Jésus, Verbe incarné

Jésus, Verbe incarné

 

Le mystère de l'Incarnation a des préparations dès l'Ancien Testament : dès lors que l'on croit que Dieu parle à travers les évènements (humains), on commence à comprendre que l'humain et le divin, l'action divine de révélation et l'action humaine de l'auteur inspiré, peuvent s'unir sans se confondre[1].

 

Le récit évangélique de l'Annonciation à Marie et le récit de l'annonciation à Joseph son fiancé disent que Marie, étant vierge, devient la demeure de Dieu plus encore que ne l'était la tente de la rencontre : Marie conçoit par l'Esprit Saint le Fils du Très Haut. Réalité inouïe.

 


Les premiers disciples ont découvert le mystère de l'Incarnation en regardant vivre Jésus et en l'écoutant. La divinité du Christ est souvent pressentie à partir de ses miracles, mais c'est insuffisant (on trouve des faits merveilleux en dehors du christianisme).

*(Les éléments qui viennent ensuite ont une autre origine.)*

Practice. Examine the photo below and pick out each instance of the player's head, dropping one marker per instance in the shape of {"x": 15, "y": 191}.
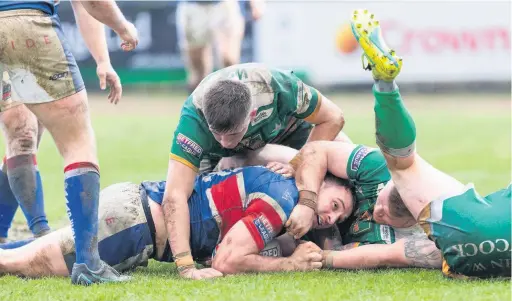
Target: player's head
{"x": 390, "y": 208}
{"x": 228, "y": 111}
{"x": 335, "y": 201}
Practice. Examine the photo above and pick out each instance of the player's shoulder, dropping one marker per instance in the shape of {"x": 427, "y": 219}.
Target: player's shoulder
{"x": 258, "y": 176}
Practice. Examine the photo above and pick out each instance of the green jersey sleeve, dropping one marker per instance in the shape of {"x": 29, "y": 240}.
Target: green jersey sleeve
{"x": 368, "y": 173}
{"x": 191, "y": 139}
{"x": 295, "y": 97}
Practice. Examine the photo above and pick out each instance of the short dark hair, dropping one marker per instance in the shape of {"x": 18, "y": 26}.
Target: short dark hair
{"x": 226, "y": 104}
{"x": 331, "y": 179}
{"x": 397, "y": 207}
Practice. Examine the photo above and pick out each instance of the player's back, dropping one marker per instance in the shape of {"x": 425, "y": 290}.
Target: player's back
{"x": 220, "y": 199}
{"x": 46, "y": 6}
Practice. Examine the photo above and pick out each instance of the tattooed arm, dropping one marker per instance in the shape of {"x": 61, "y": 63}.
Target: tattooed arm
{"x": 421, "y": 252}
{"x": 413, "y": 251}
{"x": 328, "y": 239}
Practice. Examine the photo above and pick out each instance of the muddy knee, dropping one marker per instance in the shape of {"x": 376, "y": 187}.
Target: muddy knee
{"x": 20, "y": 131}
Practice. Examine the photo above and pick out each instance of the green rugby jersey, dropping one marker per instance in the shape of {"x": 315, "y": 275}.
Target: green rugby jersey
{"x": 283, "y": 102}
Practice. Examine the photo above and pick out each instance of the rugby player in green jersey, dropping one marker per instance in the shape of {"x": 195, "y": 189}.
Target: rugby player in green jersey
{"x": 232, "y": 111}
{"x": 472, "y": 232}
{"x": 366, "y": 238}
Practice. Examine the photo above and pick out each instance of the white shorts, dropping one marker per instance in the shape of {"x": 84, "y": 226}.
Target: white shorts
{"x": 198, "y": 23}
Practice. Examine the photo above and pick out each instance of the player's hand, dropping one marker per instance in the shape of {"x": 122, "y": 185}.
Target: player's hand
{"x": 306, "y": 257}
{"x": 300, "y": 221}
{"x": 283, "y": 169}
{"x": 108, "y": 77}
{"x": 129, "y": 36}
{"x": 198, "y": 274}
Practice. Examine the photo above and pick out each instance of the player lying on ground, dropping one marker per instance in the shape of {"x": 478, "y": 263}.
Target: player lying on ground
{"x": 22, "y": 182}
{"x": 234, "y": 214}
{"x": 369, "y": 240}
{"x": 236, "y": 109}
{"x": 46, "y": 78}
{"x": 472, "y": 232}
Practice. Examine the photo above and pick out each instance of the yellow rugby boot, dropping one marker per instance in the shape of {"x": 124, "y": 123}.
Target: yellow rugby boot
{"x": 377, "y": 56}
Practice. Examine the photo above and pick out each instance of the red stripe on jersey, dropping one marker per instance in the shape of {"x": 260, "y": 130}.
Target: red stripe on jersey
{"x": 255, "y": 233}
{"x": 261, "y": 207}
{"x": 226, "y": 197}
{"x": 262, "y": 221}
{"x": 78, "y": 165}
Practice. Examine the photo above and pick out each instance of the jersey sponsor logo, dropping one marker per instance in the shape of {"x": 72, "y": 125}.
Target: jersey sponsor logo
{"x": 262, "y": 115}
{"x": 271, "y": 252}
{"x": 486, "y": 247}
{"x": 189, "y": 146}
{"x": 264, "y": 228}
{"x": 358, "y": 157}
{"x": 304, "y": 97}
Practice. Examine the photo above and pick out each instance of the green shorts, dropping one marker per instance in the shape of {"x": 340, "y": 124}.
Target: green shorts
{"x": 472, "y": 232}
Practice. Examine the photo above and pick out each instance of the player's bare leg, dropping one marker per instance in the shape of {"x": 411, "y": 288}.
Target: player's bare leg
{"x": 23, "y": 134}
{"x": 42, "y": 257}
{"x": 417, "y": 181}
{"x": 68, "y": 122}
{"x": 199, "y": 63}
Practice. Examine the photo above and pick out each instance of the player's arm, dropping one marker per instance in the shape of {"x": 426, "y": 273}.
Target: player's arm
{"x": 310, "y": 165}
{"x": 262, "y": 156}
{"x": 413, "y": 251}
{"x": 328, "y": 238}
{"x": 328, "y": 119}
{"x": 108, "y": 13}
{"x": 239, "y": 251}
{"x": 317, "y": 109}
{"x": 93, "y": 33}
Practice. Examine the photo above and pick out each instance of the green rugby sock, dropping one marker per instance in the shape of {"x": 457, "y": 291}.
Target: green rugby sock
{"x": 395, "y": 129}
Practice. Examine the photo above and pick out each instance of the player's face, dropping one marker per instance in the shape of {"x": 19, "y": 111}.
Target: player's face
{"x": 230, "y": 139}
{"x": 382, "y": 214}
{"x": 335, "y": 204}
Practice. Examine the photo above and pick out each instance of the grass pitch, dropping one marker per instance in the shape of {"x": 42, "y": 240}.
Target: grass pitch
{"x": 467, "y": 136}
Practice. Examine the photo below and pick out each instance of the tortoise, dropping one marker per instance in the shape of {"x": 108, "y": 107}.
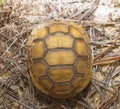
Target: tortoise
{"x": 59, "y": 57}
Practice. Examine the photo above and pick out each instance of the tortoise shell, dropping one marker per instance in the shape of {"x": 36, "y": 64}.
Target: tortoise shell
{"x": 59, "y": 58}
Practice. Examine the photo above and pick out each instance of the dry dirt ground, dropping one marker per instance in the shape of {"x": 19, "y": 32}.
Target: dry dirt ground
{"x": 100, "y": 18}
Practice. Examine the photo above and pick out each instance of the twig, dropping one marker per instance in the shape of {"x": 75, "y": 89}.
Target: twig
{"x": 107, "y": 60}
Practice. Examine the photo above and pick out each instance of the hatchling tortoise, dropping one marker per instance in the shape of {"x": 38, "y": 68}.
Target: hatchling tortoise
{"x": 59, "y": 58}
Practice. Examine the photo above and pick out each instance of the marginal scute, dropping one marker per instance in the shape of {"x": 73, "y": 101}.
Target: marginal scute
{"x": 81, "y": 48}
{"x": 76, "y": 33}
{"x": 76, "y": 80}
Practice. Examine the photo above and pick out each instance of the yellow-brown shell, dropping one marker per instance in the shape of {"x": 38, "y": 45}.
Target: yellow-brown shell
{"x": 60, "y": 60}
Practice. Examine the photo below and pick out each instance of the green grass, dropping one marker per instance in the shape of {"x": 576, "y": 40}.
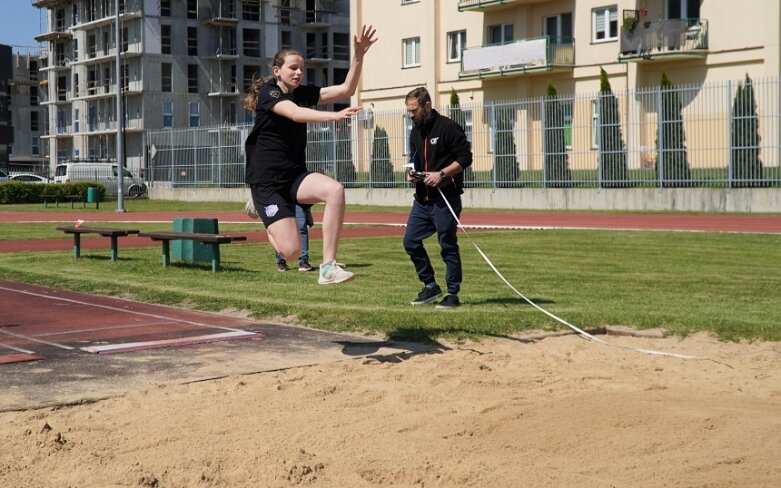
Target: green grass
{"x": 683, "y": 282}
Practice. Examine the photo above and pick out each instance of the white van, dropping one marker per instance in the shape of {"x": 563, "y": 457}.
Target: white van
{"x": 104, "y": 173}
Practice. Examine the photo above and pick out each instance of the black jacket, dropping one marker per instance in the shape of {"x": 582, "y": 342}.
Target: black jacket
{"x": 433, "y": 147}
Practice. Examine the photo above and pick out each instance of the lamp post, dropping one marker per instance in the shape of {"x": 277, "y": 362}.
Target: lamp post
{"x": 120, "y": 116}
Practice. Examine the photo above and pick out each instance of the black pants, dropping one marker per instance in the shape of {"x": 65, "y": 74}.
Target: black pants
{"x": 425, "y": 219}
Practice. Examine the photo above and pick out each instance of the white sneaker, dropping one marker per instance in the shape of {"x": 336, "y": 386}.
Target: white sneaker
{"x": 250, "y": 209}
{"x": 332, "y": 274}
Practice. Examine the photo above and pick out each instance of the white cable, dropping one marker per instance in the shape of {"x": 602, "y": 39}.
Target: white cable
{"x": 577, "y": 330}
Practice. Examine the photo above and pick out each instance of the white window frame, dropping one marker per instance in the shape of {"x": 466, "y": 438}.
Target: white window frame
{"x": 456, "y": 43}
{"x": 506, "y": 33}
{"x": 410, "y": 52}
{"x": 168, "y": 111}
{"x": 602, "y": 18}
{"x": 195, "y": 113}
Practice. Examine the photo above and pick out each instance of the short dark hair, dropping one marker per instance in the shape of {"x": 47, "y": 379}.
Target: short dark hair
{"x": 420, "y": 94}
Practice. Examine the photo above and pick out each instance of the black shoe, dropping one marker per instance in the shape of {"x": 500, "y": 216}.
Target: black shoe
{"x": 449, "y": 302}
{"x": 427, "y": 295}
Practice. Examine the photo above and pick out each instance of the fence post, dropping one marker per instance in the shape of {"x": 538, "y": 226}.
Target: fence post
{"x": 660, "y": 139}
{"x": 730, "y": 116}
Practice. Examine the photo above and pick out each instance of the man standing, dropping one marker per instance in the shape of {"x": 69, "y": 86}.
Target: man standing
{"x": 440, "y": 152}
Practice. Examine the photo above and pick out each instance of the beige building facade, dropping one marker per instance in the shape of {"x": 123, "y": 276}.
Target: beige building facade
{"x": 509, "y": 49}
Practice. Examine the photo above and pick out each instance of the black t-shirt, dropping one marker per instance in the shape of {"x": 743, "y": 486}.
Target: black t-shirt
{"x": 276, "y": 147}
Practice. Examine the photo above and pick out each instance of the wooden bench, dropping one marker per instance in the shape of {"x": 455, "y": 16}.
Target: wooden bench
{"x": 71, "y": 198}
{"x": 214, "y": 240}
{"x": 114, "y": 234}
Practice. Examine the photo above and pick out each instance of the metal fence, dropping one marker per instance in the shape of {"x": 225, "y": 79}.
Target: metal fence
{"x": 715, "y": 135}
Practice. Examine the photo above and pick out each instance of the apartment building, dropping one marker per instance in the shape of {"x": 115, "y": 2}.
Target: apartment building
{"x": 510, "y": 49}
{"x": 28, "y": 153}
{"x": 184, "y": 63}
{"x": 6, "y": 125}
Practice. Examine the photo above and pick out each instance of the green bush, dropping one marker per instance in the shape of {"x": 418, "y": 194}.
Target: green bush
{"x": 18, "y": 192}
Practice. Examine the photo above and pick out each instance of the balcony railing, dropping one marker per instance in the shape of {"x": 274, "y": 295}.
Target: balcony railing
{"x": 524, "y": 56}
{"x": 464, "y": 5}
{"x": 671, "y": 37}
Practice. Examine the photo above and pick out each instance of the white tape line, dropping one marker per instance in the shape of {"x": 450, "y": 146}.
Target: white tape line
{"x": 559, "y": 319}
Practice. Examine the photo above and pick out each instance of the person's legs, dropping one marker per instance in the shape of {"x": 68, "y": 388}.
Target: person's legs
{"x": 304, "y": 234}
{"x": 420, "y": 225}
{"x": 317, "y": 188}
{"x": 447, "y": 234}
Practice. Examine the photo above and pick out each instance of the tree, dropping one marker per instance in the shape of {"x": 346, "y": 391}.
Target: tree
{"x": 506, "y": 169}
{"x": 612, "y": 151}
{"x": 671, "y": 155}
{"x": 557, "y": 172}
{"x": 345, "y": 170}
{"x": 458, "y": 115}
{"x": 744, "y": 138}
{"x": 381, "y": 170}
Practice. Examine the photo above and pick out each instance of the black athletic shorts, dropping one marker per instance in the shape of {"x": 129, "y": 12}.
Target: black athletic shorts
{"x": 277, "y": 202}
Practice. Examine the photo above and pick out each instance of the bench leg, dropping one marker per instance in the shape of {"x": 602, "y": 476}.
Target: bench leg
{"x": 166, "y": 253}
{"x": 76, "y": 245}
{"x": 215, "y": 257}
{"x": 114, "y": 250}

La divinité du Christ a surtout été pressentie à partir de son amour et de sa manière de révéler l'homme à lui-même, ce que seul le Créateur peut faire. C'est ainsi par exemple que Zachée a eu la force de changer de vie et de se faire pauvre pour le Christ car il voyait Dieu en lui. Seuls les cœurs purs ont pu ainsi littéralement voir Dieu[2].

 

 

Les Evangiles ont une forme de récit et non pas la forme d'une définition doctrinale, ce qui viendra plus tard. Après le concile d'Ephèse, le concile de Chalcédoine explique que le Fils « qui avant les siècles est engendré par le Père selon la divinité, dans les derniers jours, le même, pour nous et pour notre salut, est engendré par Marie Vierge Mère de Dieu selon l'humanité ».

 

 

Vatican II présente le mystère de l'incarnation en disant que «  par son incarnation, le Fils de Dieu s'est en quelque sorte uni lui-même à tout homme. Il a travaillé avec des mains d'homme, il a pensé avec une intelligence d'homme, il a agi avec une volonté d'homme, il a aimé avec un cœur d'homme. Né de la Vierge Marie, il est vraiment devenu l'un de nous, en tout semblable à nous, hormis le péché (He 4, 15) »[3]

 

 

La doctrine de l'Incarnation a subi des déformations anti-chrétiennes. Les courants gnostiques et l'islam ont imaginé une sorte de prise de possession divine sur Jésus adulte au moment de son baptême au Jourdain et jusqu'au calvaire, sans accepter que Dieu se soit fait homme de la conception jusqu'à la mort humaine. Evidemment, un tel personnage ne peut pas « Sauver » car, comme le dit saint Irénée, ne peut être sauvé par Dieu que ce qui est assumé par Dieu. Et en effet, le nom de « Jésus » (littéralement « Il Sauve ») est déformé et devient dans le Coran « Issa ».

 


[1] Vatican II, Dei Verbum, chapitres 1,2, 3.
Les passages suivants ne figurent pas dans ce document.